Putting debt on a 0% credit card or rolling high interest debt into a home equity line of credit may help save you money in the short term, but it is only addressing the symptom. The symptom is the debt; the debt isn’t the problem. The behaviors and attitudes that got you into debt are usually the problem.
Imagine a couple in a pool flailing around unable to swim or even tread water. You through them a lifeline and they are saved. The trick is though that they only stay saved if they don’t go into the water again.
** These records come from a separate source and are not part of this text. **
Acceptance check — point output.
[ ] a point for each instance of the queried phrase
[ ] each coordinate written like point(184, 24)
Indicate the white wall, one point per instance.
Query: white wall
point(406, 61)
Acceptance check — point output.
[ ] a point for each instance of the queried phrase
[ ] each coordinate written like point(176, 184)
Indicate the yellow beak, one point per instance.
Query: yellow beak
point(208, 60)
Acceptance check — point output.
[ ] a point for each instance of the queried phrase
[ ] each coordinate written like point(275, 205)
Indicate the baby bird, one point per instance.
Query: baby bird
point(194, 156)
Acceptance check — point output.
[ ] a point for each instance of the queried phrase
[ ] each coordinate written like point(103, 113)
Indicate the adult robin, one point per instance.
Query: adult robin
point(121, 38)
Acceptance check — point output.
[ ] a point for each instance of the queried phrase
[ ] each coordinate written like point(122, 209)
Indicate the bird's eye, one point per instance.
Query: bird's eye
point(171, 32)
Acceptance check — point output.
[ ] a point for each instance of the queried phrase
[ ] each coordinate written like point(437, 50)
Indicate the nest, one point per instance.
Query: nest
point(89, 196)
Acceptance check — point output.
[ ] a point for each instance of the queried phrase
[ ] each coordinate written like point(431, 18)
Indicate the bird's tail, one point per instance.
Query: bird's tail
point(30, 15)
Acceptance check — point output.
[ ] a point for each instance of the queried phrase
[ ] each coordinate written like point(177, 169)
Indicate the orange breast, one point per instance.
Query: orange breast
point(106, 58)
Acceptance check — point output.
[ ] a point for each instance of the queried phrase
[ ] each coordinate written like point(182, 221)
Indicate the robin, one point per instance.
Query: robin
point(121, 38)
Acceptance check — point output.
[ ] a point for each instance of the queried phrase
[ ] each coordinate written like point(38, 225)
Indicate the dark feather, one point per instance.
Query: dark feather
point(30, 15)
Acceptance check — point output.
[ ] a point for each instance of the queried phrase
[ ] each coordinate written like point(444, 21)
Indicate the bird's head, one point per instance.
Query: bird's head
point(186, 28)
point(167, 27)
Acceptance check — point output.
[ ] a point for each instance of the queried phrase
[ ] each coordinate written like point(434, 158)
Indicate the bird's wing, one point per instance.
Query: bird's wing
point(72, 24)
Unless they learn how to swim they are going to continue to have the same problems if they go in the water.
The same is true for money, although unlike avoiding water we can’t avoid spending, earning, and needing money. The only other option is to learn how to swim. We need to change our relationship and behavior towards money. Debt consolidation often helps people escape the symptoms of their problems without having to actually address the issues. Bankruptcy and bailouts usually have similar deleterious effects. People who roll their credit card debt into a second mortgage often find themselves with credit card debt again and now they have a second mortgage to boot.
The way issues get addressed is often by hitting rock bottom or the end of your preverbial rope and coming up with a real desire to change your behvaior and your financial destiny. Feeling pain promotes real change. Watching other people suceed inspires change. Hard work, discipline, and repitition change behavior. Focus on the problem not the symptom. Fix the problems and the symptoms will go away with some hard work.